Auch das E-Rezept kommt nur selten zum Einsatz. Seit dem 1. September 2022 können die Apotheken flächendeckend in ganz Deutschland E-Rezepte einlösen und mit den Krankenkassen abrechnen. Gerade mal ein Prozent der befragten Ärzte stellt regelmäßig ein E-Rezept aus.

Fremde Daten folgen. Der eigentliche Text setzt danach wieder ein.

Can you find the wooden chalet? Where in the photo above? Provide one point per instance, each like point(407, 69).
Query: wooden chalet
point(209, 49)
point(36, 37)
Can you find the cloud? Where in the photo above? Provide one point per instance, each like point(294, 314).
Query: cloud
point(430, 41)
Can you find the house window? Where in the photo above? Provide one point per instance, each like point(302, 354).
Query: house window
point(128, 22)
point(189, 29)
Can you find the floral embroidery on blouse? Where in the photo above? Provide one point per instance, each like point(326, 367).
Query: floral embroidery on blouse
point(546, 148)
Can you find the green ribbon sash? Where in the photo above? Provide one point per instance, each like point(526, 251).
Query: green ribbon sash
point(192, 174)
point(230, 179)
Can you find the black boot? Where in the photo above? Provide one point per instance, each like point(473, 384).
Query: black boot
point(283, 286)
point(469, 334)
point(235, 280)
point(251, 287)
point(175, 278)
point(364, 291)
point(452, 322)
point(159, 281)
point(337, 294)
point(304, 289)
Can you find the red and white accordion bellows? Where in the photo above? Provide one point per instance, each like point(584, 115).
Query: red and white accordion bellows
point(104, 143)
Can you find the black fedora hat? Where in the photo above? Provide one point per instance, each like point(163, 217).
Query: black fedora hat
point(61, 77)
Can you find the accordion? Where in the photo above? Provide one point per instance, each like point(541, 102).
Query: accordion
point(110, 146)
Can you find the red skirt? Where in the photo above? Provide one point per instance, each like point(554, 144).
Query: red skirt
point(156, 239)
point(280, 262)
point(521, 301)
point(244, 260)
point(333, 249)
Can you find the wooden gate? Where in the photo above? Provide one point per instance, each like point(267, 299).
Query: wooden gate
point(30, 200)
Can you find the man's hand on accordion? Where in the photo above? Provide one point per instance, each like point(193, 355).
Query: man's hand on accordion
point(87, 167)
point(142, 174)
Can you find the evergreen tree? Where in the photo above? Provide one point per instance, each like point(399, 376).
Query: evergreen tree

Mit der Ausarbeitung einer Digitalisierungsstrategie zielt das BMG auf eine Beschleunigung der Digitalprozesse im Gesundheitswesen ab. Die Studie von McKinsey & Company zeigt auf, welches Nutzenpotential in bereits vorhandenen Technologien steckt. Allein die allgemeinverbindliche Einführung der ePA würde einen Nutzen in Höhe von sieben Milliarden Euro einbringen. Auf der Seite der Leistungserbringer wie in der Krankenhausversorgung oder der Langzeitpflege können durch den Ausbau von KI und Digitalisierung eine Produktivitätssteigerung von 25,8 Milliarden Euro erreicht werden. Bei der Digitalisierung im Gesundheitswesen stehen nicht nur (Kosten-) Effizienzsteigerungen im Vordergrund; sie geht einher mit einer Verbesserung in der Patientenversorgung und der Arbeitsbedingungen für die Angestellten. Auch der Innovationkraft in Forschung und Entwicklung würde der Digitalisierungsprozess einen Schub verleihen.